Secondly, the majority of models rely heavily on conventional index properties such as liquid limit, plastic limit, plasticity index, moisture content, and clay content [44]. These features, while easy to obtain, are strongly interrelated. Including multiple correlated variables introduces multicollinearity, which can distort model interpretations and reduce robustness [45]. Although ML models are less sensitive to multicollinearity than linear models, the issue still impacts feature importance rankings and decision transparency [46]. High variance inflation factors (VIFs) among Atterberg indices have been observed in multiple studies, indicating significant redundancy among these indices. Without proper handling of multicollinearity, predictive models may appear statistically sound while lacking physical coherence, a key requirement for geotechnical acceptance [45].
Several studies demonstrate that domain-guided feature pruning can improve both accuracy and interpretability [47]. Symbolic regression and parsimony-constrained algorithms have shown that eliminating collinear features does not compromise accuracy and can yield clearer, more stable models. For instance, pruning the liquid limit and plastic limit while retaining PI and clay content is effective in maintaining high predictive accuracy while reducing collinearity [45]. Domain-informed feature selection is thus crucial in ensuring that model outputs accurately reflect actual mechanistic behavior rather than statistical artifacts [44]. Feature parsimony also enhances deployment feasibility, as fewer input variables reduce testing time and cost, making the model more attractive for integration into construction workflows.
A further limitation in the literature is the lack of quantification of predictive uncertainty. Most ML studies output deterministic swell estimates without confidence bounds, making it difficult to assess the reliability of predictions for engineering decisions. Bootstrap resampling has been successfully applied in related fields to generate empirical confidence intervals, revealing optimism bias in cross-validated metrics and identifying outliers [8,48,49]. Yet, bootstrapping remains rare in studies of swell prediction.
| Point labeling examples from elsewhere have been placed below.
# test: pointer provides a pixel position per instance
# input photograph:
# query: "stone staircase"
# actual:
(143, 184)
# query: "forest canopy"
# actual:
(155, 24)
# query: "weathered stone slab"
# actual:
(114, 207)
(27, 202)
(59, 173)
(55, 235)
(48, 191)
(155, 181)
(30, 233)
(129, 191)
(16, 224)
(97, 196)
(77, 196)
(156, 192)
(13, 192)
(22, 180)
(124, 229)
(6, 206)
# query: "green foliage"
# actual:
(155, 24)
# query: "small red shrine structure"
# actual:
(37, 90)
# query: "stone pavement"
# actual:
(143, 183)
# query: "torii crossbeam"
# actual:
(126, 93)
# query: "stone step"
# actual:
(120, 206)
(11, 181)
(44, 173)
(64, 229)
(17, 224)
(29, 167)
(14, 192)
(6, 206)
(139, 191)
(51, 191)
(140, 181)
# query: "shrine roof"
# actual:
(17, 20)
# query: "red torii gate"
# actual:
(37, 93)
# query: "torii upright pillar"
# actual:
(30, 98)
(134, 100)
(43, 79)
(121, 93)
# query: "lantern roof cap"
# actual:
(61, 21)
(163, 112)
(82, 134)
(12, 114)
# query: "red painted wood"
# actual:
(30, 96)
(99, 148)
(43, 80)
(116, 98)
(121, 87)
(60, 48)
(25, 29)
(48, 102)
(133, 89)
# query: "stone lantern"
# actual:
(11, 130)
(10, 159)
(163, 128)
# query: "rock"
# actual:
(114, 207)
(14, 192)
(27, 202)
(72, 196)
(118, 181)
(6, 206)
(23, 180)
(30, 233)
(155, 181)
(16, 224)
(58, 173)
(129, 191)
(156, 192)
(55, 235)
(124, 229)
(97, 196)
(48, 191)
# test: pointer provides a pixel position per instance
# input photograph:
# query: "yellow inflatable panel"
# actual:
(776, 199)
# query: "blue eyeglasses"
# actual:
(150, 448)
In studies where it has been applied, bootstrapping has uncovered instances of overconfidence, highlighting its potential for improving the realism of model outputs [49].
Alternative methods, such as quantile regression forests (QRF) and conformal prediction, offer frameworks for generating observation-specific prediction intervals without assuming data normality [50,51]. Vaysse and Lagacherie [52], for example, applied QRF to soil property prediction, achieving near-nominal coverage across diverse test sets. These tools allow prediction intervals to adapt to data density and feature variance, offering substantial promise for use in swell prediction. However, their adoption in expansive soil studies remains extremely limited [50]. Adaptive uncertainty estimation could play a pivotal role in transitioning ML models from academic tools to deployable engineering aids [53,54].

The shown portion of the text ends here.